Когда Сашка, самый младший в группе, неосторожно задел чучело рукой, из его вспоротого живота посыпались зубы. Десятки желтых, почерневших, сломанных зубов. Они звонко застучали по бетону, подпрыгивая, как живые. А потом - тишина. И в этой тишине они услышали, как где-то в темноте кто-то начал медленно, методично хлопать в ладоши.
Третий уровень был хуже. Здесь стены дышали. Буквально. Бетон вздымался и опадал под слоем черной плесени, как грудь спящего великана. Их фонари выхватывали из темноты рисунки - детские каракули, выполненные чем-то бурым и липким. Домики. Деревья. И человечков с неестественно длинными руками, которые тянулись к другим человечкам, поменьше.
Их гид, Костя, первым заметил дыру в полу. "Ребята, посмотрите..." - начал он, но не закончил. Бетон под ним внезапно стал мягким, как тесто, и он провалился без звука. Только влажный хлюп, когда его тело ударилось о поверхность воды где-то внизу.
Сталкеры подбежали к краю и увидели болото. Настоящее, древнее, с черной водой и маслянистой радужной пленкой на поверхности. Из воды торчали ржавые трубы, как кости доисторического зверя. И там, что-то плавало на поверхности.
Потом появились головы. Они всплывали медленно, не спеша, как будто знали, что времени у них много. Мокрые, покрытые тиной, с волосами, слипшимися в грязные сосульки. И улыбки. Те же улыбки, что и у повешенного наверху.
Питерцы бежали, спотыкаясь, падая, царапая руки о шершавые стены. Они не оглядывались, но знали - за ними кто-то идет. Они слышали мокрые шаги, тяжелое дыхание из темноты.
Теперь, спустя месяцы, последний оставшийся в живых член группы просыпается ночью от звука капающей воды. Он знает, что это не сон. Это напоминание. О том, что они никогда не выходили из подвала. Что подвал просто... отпустил их на время. Чтобы страх успел созреть. Чтобы было вкуснее.
А когда он открывает рот, чтобы закричать, его язык натыкается на что-то твердое. На что-то, чего там не было раньше. На маленький, сколотый зуб, который шевелится у него во рту, как живой.
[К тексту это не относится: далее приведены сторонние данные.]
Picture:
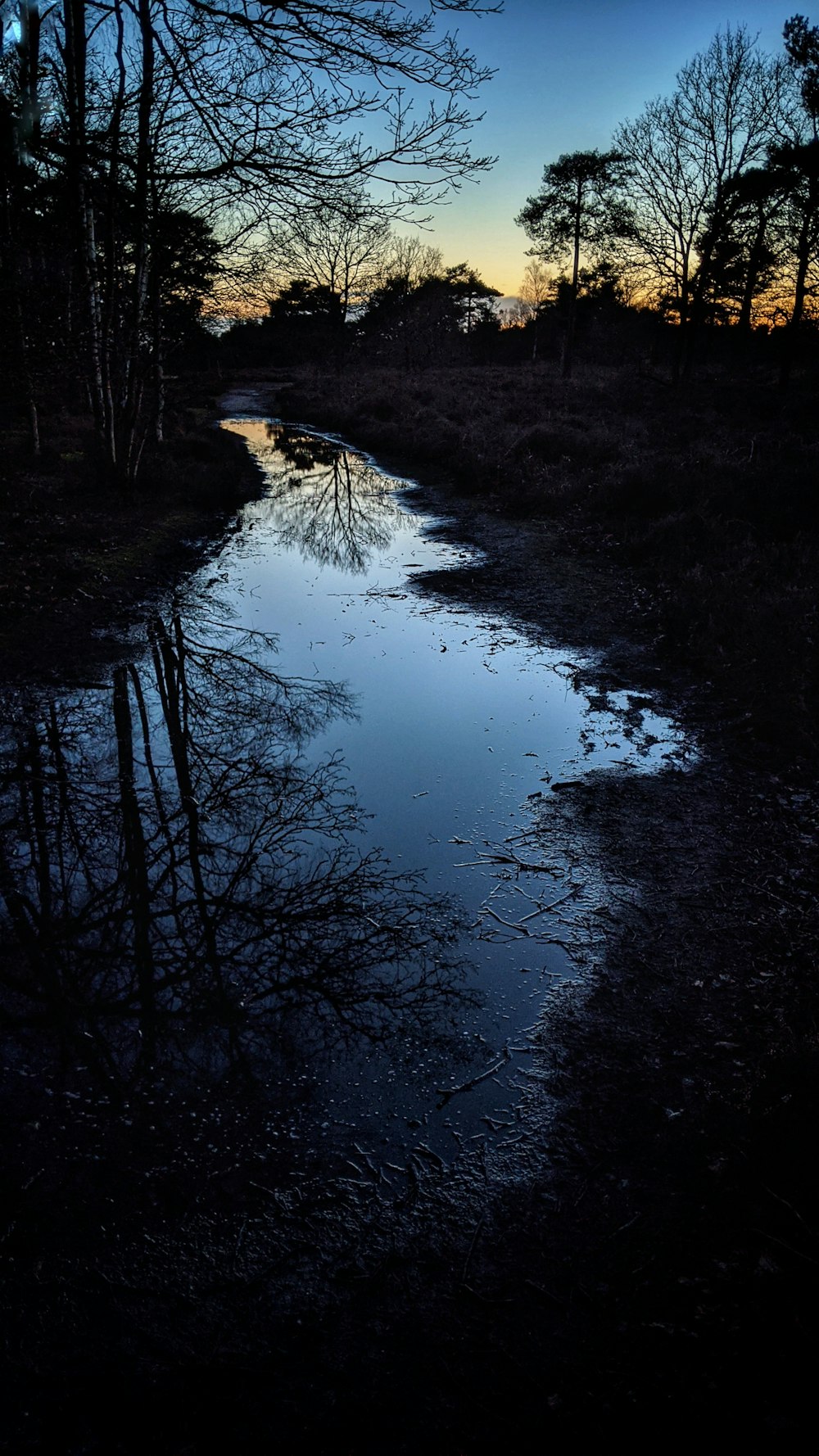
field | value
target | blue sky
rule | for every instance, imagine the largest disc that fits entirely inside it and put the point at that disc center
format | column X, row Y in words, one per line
column 568, row 73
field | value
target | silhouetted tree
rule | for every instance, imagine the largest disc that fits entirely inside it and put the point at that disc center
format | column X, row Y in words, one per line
column 340, row 243
column 570, row 216
column 684, row 153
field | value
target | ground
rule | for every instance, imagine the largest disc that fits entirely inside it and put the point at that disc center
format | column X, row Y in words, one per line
column 641, row 1265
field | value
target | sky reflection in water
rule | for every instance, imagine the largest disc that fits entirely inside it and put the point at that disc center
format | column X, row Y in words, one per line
column 211, row 866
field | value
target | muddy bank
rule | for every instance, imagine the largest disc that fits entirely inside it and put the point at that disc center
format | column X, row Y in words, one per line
column 641, row 1250
column 80, row 561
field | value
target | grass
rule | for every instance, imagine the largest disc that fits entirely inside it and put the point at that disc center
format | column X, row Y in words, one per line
column 78, row 555
column 706, row 495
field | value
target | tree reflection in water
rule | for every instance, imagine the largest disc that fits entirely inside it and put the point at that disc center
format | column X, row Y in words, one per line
column 323, row 498
column 184, row 890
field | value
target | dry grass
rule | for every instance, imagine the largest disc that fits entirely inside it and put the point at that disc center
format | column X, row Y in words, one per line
column 707, row 497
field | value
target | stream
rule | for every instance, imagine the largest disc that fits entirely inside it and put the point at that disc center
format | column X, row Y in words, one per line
column 274, row 898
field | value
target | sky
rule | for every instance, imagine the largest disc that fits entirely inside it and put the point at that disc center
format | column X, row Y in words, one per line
column 568, row 72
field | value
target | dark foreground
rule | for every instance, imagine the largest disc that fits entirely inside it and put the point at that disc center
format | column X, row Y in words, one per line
column 639, row 1263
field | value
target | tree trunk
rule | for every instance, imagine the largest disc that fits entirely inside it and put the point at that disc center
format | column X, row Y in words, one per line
column 568, row 344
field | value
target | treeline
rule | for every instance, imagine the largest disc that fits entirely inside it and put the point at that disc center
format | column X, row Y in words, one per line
column 706, row 209
column 149, row 151
column 697, row 232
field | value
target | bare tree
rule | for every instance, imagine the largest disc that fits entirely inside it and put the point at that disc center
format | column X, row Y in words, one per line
column 568, row 216
column 241, row 114
column 682, row 155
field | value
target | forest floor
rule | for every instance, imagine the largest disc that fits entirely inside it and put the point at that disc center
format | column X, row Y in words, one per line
column 643, row 1263
column 80, row 558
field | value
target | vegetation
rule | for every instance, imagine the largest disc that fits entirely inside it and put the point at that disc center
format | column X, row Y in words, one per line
column 707, row 498
column 146, row 151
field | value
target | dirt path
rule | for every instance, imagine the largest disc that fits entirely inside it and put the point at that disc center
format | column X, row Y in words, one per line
column 640, row 1259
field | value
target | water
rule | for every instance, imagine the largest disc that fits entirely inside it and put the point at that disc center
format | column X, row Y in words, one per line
column 274, row 894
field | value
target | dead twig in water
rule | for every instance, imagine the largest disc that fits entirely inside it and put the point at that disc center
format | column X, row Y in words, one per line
column 467, row 1087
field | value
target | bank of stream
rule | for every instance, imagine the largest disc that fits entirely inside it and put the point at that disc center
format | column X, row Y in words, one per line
column 401, row 1014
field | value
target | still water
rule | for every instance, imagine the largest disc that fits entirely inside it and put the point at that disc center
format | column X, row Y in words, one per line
column 274, row 894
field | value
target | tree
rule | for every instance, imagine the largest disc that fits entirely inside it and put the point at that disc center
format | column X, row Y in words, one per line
column 232, row 112
column 428, row 321
column 340, row 243
column 796, row 166
column 572, row 216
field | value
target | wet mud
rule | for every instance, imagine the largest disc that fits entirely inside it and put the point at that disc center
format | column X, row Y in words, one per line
column 634, row 1255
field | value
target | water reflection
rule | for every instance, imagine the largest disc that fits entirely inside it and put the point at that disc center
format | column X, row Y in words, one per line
column 324, row 500
column 181, row 887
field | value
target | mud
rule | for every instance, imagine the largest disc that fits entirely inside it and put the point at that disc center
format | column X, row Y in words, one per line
column 639, row 1259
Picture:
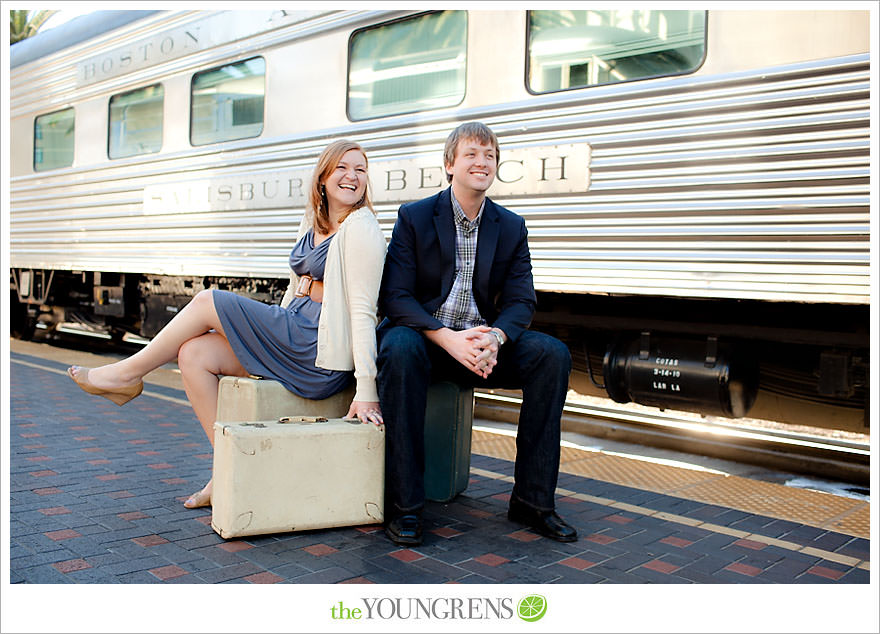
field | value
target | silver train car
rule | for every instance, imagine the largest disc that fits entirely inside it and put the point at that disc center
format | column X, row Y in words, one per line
column 695, row 183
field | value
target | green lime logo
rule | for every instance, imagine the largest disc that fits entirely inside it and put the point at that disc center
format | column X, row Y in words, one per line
column 532, row 608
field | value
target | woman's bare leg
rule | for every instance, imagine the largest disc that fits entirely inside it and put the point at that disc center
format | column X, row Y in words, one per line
column 196, row 318
column 202, row 360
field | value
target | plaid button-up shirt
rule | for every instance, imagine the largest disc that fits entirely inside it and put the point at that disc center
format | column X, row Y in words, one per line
column 459, row 311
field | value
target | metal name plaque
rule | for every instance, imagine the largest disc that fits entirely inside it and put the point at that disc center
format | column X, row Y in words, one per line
column 535, row 170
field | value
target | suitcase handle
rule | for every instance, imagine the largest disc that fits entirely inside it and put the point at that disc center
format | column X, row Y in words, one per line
column 303, row 419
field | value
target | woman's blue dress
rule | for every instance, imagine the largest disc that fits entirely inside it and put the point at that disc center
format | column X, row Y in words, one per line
column 282, row 343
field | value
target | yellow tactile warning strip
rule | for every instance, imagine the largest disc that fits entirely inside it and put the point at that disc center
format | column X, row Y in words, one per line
column 813, row 508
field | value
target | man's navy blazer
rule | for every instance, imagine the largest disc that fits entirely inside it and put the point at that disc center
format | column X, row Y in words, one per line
column 420, row 267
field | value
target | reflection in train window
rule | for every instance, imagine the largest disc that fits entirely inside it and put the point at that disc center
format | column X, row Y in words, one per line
column 53, row 140
column 572, row 49
column 136, row 122
column 408, row 65
column 227, row 102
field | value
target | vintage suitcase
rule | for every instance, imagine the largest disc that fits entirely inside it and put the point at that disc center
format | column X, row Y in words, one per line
column 448, row 420
column 242, row 399
column 273, row 477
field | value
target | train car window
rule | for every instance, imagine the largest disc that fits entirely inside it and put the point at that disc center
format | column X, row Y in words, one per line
column 53, row 140
column 573, row 49
column 408, row 65
column 136, row 122
column 227, row 102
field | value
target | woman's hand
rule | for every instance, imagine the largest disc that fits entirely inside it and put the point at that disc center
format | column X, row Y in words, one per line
column 366, row 412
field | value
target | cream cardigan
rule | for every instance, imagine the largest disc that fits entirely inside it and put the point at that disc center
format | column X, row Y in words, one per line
column 352, row 274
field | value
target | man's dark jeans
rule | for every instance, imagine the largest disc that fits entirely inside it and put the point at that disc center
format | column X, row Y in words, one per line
column 408, row 363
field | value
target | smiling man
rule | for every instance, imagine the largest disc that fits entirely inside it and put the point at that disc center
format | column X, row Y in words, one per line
column 458, row 296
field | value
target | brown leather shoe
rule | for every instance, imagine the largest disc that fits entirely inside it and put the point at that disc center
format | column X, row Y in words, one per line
column 546, row 523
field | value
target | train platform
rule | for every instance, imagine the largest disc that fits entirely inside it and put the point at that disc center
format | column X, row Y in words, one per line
column 97, row 490
column 96, row 497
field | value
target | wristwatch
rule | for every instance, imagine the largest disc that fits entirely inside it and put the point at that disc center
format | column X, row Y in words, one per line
column 498, row 337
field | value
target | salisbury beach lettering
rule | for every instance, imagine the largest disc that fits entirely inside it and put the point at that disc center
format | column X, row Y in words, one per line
column 532, row 170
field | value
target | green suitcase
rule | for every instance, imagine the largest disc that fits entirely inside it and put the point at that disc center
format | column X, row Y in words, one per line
column 449, row 416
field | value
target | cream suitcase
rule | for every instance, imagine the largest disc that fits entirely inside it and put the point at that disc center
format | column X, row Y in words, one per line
column 241, row 399
column 273, row 477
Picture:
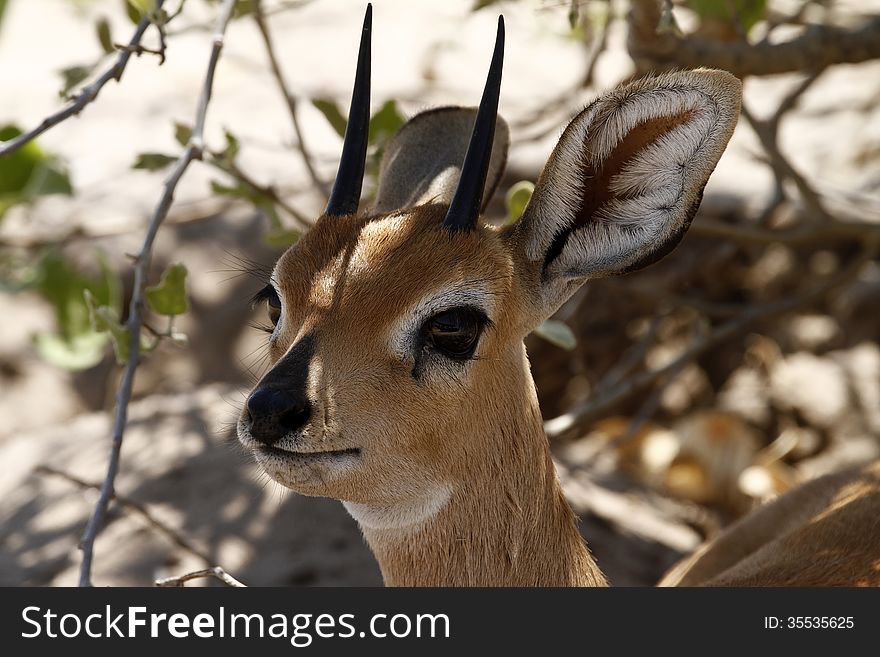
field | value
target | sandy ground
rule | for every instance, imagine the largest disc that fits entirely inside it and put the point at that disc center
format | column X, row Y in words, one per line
column 178, row 460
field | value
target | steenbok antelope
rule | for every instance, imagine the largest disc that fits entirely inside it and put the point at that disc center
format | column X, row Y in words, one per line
column 400, row 384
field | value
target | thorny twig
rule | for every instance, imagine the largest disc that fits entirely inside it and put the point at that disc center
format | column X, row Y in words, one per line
column 818, row 46
column 267, row 191
column 782, row 168
column 192, row 152
column 88, row 94
column 216, row 571
column 802, row 235
column 260, row 20
column 135, row 507
column 607, row 397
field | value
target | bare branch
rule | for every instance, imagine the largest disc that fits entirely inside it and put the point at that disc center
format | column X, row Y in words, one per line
column 88, row 94
column 267, row 191
column 803, row 235
column 818, row 47
column 608, row 397
column 216, row 571
column 142, row 263
column 260, row 20
column 766, row 131
column 135, row 507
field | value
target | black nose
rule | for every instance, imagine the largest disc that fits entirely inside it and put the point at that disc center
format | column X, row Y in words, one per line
column 272, row 413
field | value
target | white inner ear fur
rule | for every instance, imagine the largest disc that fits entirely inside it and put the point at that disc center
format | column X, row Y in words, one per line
column 660, row 182
column 404, row 333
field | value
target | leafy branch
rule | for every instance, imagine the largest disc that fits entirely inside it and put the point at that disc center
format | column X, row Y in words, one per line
column 89, row 93
column 192, row 152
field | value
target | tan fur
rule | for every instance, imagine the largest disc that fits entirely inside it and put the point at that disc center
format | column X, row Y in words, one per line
column 823, row 533
column 444, row 463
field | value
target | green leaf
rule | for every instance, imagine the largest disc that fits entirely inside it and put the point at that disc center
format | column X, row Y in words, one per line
column 557, row 333
column 747, row 12
column 574, row 15
column 517, row 199
column 133, row 13
column 153, row 161
column 72, row 76
column 243, row 8
column 182, row 133
column 29, row 173
column 169, row 296
column 385, row 123
column 105, row 38
column 142, row 7
column 77, row 345
column 79, row 353
column 105, row 319
column 331, row 112
column 232, row 147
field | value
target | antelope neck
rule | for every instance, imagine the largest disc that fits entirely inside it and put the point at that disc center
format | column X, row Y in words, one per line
column 504, row 523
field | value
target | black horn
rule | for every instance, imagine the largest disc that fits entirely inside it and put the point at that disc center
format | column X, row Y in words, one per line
column 465, row 207
column 350, row 177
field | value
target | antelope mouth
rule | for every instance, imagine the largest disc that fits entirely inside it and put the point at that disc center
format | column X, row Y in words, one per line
column 291, row 456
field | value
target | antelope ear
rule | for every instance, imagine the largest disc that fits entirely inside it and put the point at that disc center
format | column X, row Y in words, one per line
column 623, row 184
column 423, row 161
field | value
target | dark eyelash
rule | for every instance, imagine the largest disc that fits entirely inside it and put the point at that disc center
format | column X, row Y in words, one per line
column 261, row 296
column 264, row 328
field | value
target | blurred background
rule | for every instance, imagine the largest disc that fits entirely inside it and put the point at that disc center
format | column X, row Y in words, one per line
column 676, row 399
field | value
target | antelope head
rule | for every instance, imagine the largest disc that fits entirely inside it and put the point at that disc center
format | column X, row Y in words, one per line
column 399, row 380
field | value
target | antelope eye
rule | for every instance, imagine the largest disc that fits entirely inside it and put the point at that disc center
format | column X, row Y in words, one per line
column 455, row 332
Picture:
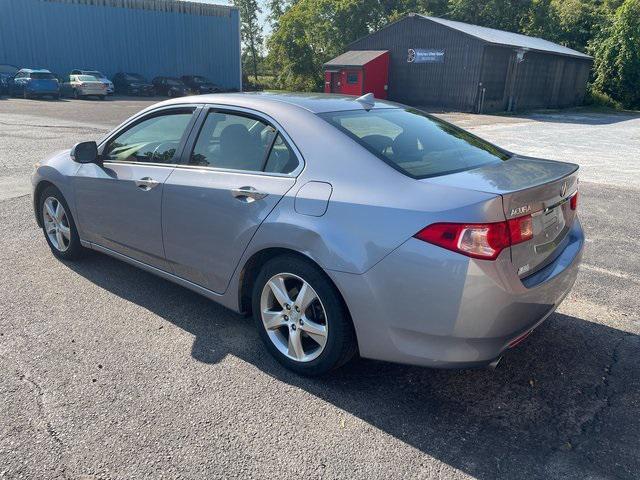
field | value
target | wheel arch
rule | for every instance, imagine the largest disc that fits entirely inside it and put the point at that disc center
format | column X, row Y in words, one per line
column 252, row 267
column 36, row 198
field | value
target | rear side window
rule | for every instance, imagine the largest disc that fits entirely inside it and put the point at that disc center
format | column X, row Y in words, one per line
column 415, row 143
column 240, row 142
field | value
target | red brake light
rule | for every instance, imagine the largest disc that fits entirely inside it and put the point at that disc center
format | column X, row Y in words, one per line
column 478, row 240
column 520, row 229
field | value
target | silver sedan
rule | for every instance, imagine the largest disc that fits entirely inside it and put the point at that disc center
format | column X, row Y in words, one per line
column 345, row 226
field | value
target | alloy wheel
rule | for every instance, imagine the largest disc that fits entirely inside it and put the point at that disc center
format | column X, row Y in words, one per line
column 294, row 317
column 56, row 224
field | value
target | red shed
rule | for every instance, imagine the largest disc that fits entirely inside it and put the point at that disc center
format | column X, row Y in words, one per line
column 358, row 72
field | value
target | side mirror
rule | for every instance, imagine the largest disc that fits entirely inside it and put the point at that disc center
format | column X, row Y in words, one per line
column 85, row 152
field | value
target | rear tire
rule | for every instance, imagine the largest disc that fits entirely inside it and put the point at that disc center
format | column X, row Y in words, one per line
column 59, row 228
column 325, row 317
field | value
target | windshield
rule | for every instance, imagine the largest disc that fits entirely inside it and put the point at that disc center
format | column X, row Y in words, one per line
column 42, row 76
column 132, row 77
column 415, row 143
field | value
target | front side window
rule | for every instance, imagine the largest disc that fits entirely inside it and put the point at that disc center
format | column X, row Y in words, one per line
column 232, row 141
column 415, row 143
column 153, row 140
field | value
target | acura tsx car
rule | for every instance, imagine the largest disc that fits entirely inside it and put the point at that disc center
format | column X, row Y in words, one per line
column 343, row 225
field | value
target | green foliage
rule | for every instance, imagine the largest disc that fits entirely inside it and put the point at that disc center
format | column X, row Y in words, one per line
column 251, row 32
column 617, row 54
column 312, row 32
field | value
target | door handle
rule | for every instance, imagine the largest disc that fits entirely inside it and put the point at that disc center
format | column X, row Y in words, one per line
column 247, row 194
column 146, row 183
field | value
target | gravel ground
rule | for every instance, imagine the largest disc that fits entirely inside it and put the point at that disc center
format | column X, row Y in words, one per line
column 109, row 372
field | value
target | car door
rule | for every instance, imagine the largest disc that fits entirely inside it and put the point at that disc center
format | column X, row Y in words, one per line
column 119, row 202
column 237, row 166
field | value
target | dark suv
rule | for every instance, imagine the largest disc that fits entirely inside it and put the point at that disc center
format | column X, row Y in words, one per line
column 132, row 84
column 198, row 84
column 170, row 87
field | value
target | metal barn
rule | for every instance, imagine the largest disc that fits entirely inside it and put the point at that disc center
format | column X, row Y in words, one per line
column 442, row 64
column 149, row 37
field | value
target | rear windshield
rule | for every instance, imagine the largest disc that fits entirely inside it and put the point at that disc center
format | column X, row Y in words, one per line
column 42, row 76
column 415, row 143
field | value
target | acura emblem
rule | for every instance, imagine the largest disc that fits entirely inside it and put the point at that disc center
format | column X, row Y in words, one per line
column 563, row 191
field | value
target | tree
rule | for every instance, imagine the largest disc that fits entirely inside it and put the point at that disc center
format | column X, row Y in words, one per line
column 617, row 56
column 311, row 32
column 251, row 31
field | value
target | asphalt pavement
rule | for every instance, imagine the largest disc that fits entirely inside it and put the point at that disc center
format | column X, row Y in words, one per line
column 109, row 372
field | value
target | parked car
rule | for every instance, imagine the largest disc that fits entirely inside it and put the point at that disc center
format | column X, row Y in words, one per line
column 35, row 82
column 434, row 247
column 199, row 84
column 83, row 86
column 7, row 72
column 132, row 84
column 170, row 87
column 99, row 75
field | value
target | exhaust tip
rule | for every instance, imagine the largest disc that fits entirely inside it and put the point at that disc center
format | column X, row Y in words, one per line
column 493, row 365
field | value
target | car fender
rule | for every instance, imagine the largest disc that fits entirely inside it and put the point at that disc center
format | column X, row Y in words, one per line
column 58, row 169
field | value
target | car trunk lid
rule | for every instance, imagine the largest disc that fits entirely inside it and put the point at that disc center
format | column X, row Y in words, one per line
column 528, row 186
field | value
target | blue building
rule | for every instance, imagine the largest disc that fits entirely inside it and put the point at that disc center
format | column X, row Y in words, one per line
column 149, row 37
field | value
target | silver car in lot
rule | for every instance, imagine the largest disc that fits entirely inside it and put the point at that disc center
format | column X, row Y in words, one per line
column 343, row 225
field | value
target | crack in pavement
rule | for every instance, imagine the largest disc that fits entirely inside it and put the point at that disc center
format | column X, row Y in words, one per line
column 602, row 393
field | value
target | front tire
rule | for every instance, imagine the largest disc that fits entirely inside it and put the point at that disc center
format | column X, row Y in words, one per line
column 301, row 317
column 58, row 225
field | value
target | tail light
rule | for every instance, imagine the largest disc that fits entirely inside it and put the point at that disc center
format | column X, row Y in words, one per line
column 574, row 201
column 478, row 240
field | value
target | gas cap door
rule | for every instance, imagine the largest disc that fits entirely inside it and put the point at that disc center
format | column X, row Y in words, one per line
column 313, row 198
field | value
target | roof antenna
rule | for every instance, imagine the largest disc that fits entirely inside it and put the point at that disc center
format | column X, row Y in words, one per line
column 368, row 101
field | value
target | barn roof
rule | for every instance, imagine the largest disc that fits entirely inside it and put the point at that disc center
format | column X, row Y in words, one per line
column 355, row 58
column 510, row 39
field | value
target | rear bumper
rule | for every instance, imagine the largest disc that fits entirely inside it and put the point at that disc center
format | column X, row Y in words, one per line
column 424, row 305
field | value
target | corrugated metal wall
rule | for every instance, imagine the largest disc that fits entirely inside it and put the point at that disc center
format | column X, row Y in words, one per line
column 150, row 37
column 452, row 84
column 542, row 80
column 551, row 81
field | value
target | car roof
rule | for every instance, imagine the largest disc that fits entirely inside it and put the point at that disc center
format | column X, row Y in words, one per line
column 266, row 101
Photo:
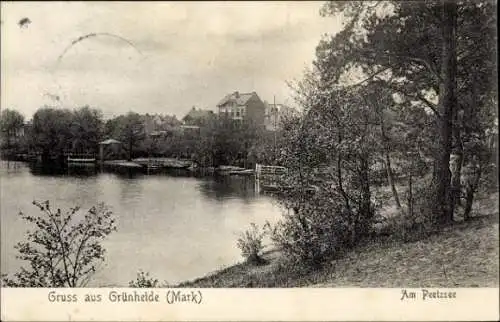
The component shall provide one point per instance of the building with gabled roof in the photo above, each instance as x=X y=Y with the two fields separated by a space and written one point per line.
x=242 y=107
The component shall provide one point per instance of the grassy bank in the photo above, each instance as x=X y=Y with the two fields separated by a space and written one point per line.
x=462 y=255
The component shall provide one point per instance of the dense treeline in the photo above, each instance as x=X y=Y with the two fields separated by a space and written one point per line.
x=54 y=132
x=406 y=87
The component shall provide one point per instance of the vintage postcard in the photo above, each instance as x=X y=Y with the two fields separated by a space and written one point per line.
x=257 y=161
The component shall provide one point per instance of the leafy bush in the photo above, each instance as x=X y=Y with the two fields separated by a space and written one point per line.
x=64 y=249
x=250 y=244
x=315 y=228
x=144 y=280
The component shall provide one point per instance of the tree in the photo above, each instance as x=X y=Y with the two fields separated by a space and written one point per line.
x=64 y=249
x=379 y=40
x=11 y=121
x=50 y=132
x=86 y=129
x=129 y=129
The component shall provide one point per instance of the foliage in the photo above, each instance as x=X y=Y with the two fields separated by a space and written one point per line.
x=144 y=280
x=454 y=38
x=50 y=131
x=250 y=244
x=86 y=129
x=64 y=249
x=11 y=121
x=129 y=129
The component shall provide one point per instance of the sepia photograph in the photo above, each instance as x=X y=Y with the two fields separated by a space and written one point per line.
x=236 y=145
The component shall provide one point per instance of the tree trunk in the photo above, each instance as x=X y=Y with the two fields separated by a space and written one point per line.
x=390 y=174
x=390 y=178
x=447 y=101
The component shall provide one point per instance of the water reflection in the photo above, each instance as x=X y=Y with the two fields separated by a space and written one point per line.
x=223 y=187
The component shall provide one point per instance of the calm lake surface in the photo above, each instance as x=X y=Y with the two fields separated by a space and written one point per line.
x=175 y=227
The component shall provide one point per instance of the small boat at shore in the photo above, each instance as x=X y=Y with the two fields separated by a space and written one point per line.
x=246 y=172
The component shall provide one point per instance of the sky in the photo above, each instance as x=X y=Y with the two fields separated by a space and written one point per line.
x=183 y=54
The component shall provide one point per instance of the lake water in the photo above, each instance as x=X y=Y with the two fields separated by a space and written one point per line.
x=175 y=227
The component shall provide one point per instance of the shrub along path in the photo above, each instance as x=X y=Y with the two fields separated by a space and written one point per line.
x=463 y=255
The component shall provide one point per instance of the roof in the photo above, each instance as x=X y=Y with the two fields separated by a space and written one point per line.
x=110 y=141
x=236 y=97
Хирурги извлекли этот инородный вросший организм, но затем он был “утерян”
Дело № 3874/п по факту исчезновения лиц на территории недостроенной Ховринской больницы прекращено за отсутствием состава преступления. Прилагаемые фотоматериалы (24 листа) не содержат следов противоправных действий.
Примечание инспектора МВД Чернова А.И.
"Осмотрены все помещения. Указанной потерпевшими "дыры в полу" не обнаружено. Водоемов на территории нет. Рекомендовать психологическое обследование свидетелей."
*"Шкаф №14 в архиве МВД продолжает намокать. Сегодня утром на полках стояла вода. Не та, что протекает сверху - плотная, маслянистая, с плавающими в ней... (далее текст зачеркнут)"*
Последняя страница из дела
ОНИ НЕ УШЛИ ОНИ НЕ УШЛИ ОНИ НЕ
Приложение изъято как не относящееся к делу. Дело закрыто.